I just haven’t posted much since I got the notice that Live Spaces was shutting down.  It didn’t make much sense.  But I’ve still had ideas and had some angst about where I’m going to put those thoughts.  I guess this is my answer.

Pondering, Planning, Preparing

Last night, I felt inspired to write a lengthy story on my experiences of the day.  It felt good to get the brain moving again and dust off some compositional skills that had atrophied over the recent years.  It wasn’t that long ago I was lamenting the realization that I was “Losing It”, as that Rush song goes.  My vocabulary was shrinking, my thoughts were becoming disconnected, I was losing focus.

I woke up today with a strange feeling of inspiration, strong enough to drag me out of bed.  Strong enough to sit me at the computer and write another story for three hours straight.  That feeling of inspiration did not fade throughout the day.  It’s actually been augmented by nostalgia, which has led me to read some old writings from me and to me from over ten years ago.

I was a different person then in some regards, but much of the writing was clever, insightful and most of all, passionate.  To wake up this morning with that same sense of inspiration was definitely something I needed to push me forward.  Reading through my highs and lows of the past reminded me I’m no different now than I ever was.  It was confirmation that I am returning to the real me again.
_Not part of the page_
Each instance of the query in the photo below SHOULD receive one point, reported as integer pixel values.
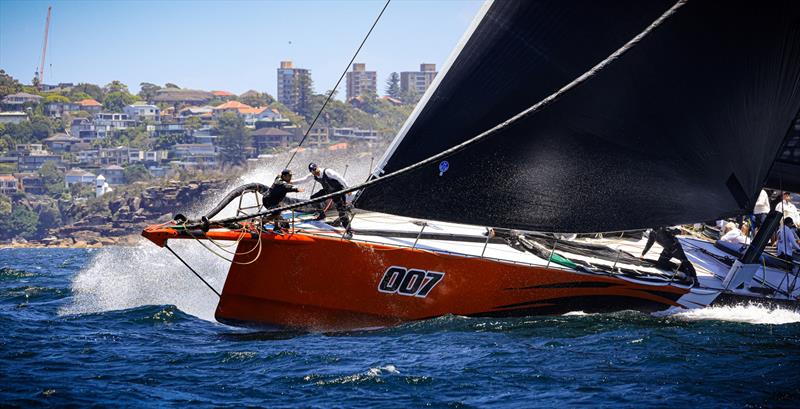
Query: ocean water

In fact, this realization is going to drive me to return to the point where I was ten years ago, before this long, slow decline started.  My previous life documentation will not be treated as nostalgia, relegated to the past.  Instead, it will be my target, a future definition of me based on a classic template of me.
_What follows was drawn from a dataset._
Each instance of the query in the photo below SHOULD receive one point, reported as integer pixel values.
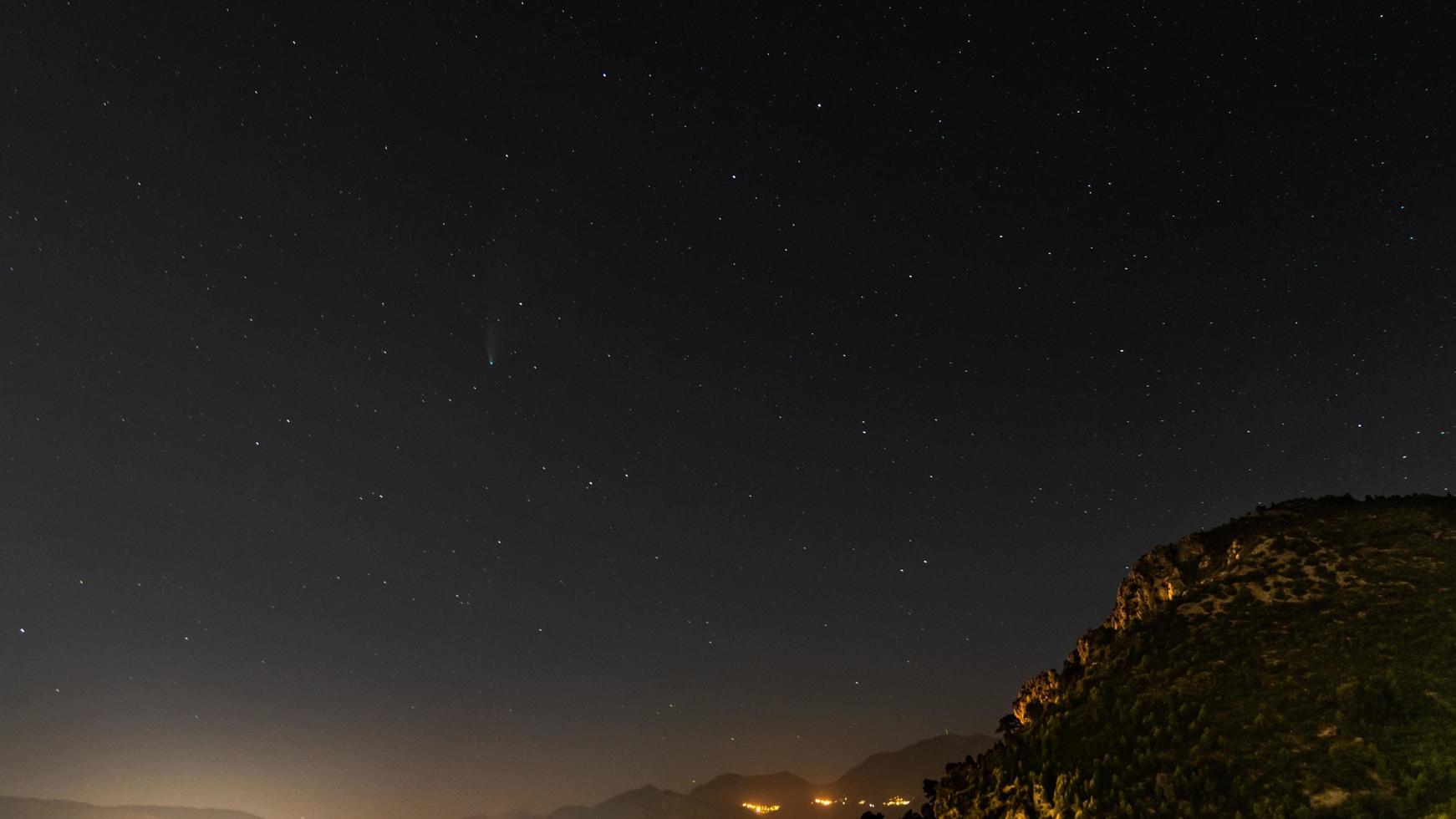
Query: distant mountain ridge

Obviously the inspiration is still there and I can’t quite shake it.  I apparently feel the need to excise it further with a blog entry.

Singularly Open-Minded

A while ago I was browsing around and someone had mentioned a blog that sounded interesting, so I visited.  It was ok for the first couple of posts, then I left.  Recently, I hit upon another blog that gave me the same reaction.  In both cases, the blogs were trying to be raise awareness.  The first about racial stereotypes and the second about racial and gender biases.
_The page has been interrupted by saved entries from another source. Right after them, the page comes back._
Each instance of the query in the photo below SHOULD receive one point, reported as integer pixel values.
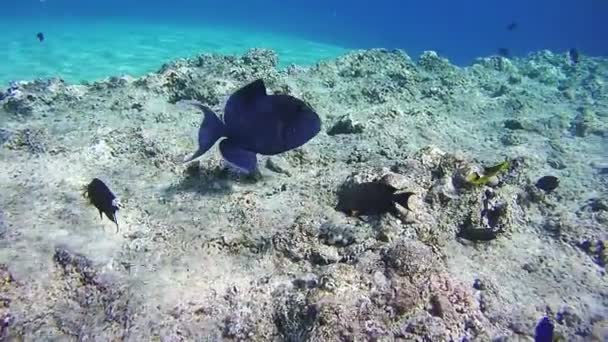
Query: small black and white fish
(371, 198)
(544, 330)
(256, 123)
(504, 52)
(574, 56)
(103, 199)
(547, 183)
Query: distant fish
(512, 26)
(574, 56)
(544, 330)
(504, 52)
(256, 123)
(547, 183)
(103, 199)
(371, 198)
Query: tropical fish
(103, 199)
(488, 172)
(574, 56)
(256, 123)
(504, 52)
(547, 183)
(371, 198)
(544, 330)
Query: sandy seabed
(205, 254)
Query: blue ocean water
(131, 36)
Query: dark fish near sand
(547, 183)
(372, 198)
(256, 123)
(544, 330)
(574, 56)
(504, 52)
(103, 199)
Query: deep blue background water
(460, 30)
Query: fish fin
(244, 99)
(211, 129)
(403, 198)
(242, 159)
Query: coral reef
(204, 253)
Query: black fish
(103, 199)
(547, 183)
(574, 56)
(256, 123)
(544, 330)
(504, 52)
(372, 198)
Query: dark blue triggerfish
(256, 123)
(544, 330)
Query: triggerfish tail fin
(403, 198)
(243, 160)
(544, 330)
(212, 128)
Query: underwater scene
(206, 170)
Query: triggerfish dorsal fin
(211, 129)
(244, 100)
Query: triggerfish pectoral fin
(212, 128)
(238, 157)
I consider myself to be pretty open minded.  I’ll listen to anything, but I tend to just collect the information to form a complete opinion.  The more opinions you hear, the better able you are make your own.  But some people have one opinion and spout it ad nauseam.  And sometimes those people think they are being open-minded simply because their obsession is a minority position or some other radical thought.  But they’re still closed-minded, or as I say, singularly open-minded.

So, thinking about this idea made me wonder how being open-minded related to being uncommitted.  Can you be truly open-minded and still have an opinion or does having an opinion give you an artificial bias?  And maybe it has to do with the level of acceptance of differing viewpoints.  You can hold an opinion until the opposing arguments convince you otherwise.

And that’s one area I take issue with the blogs that I had read.  I can only take so much “selling” at one time.  I must have determined quickly that the remaining posts would be more of the same.  The more I hear an argument, the less persuasive it becomes.  Some of it is: You’re trying too hard.  If your idea was so good, you shouldn’t need to go on and on about it.  The other part is cynicism.  If you don’t shut up for a minute and let me consider what you’ve said, I’m not going to believe any of it.

Now I’m getting all worked up.  Thanks.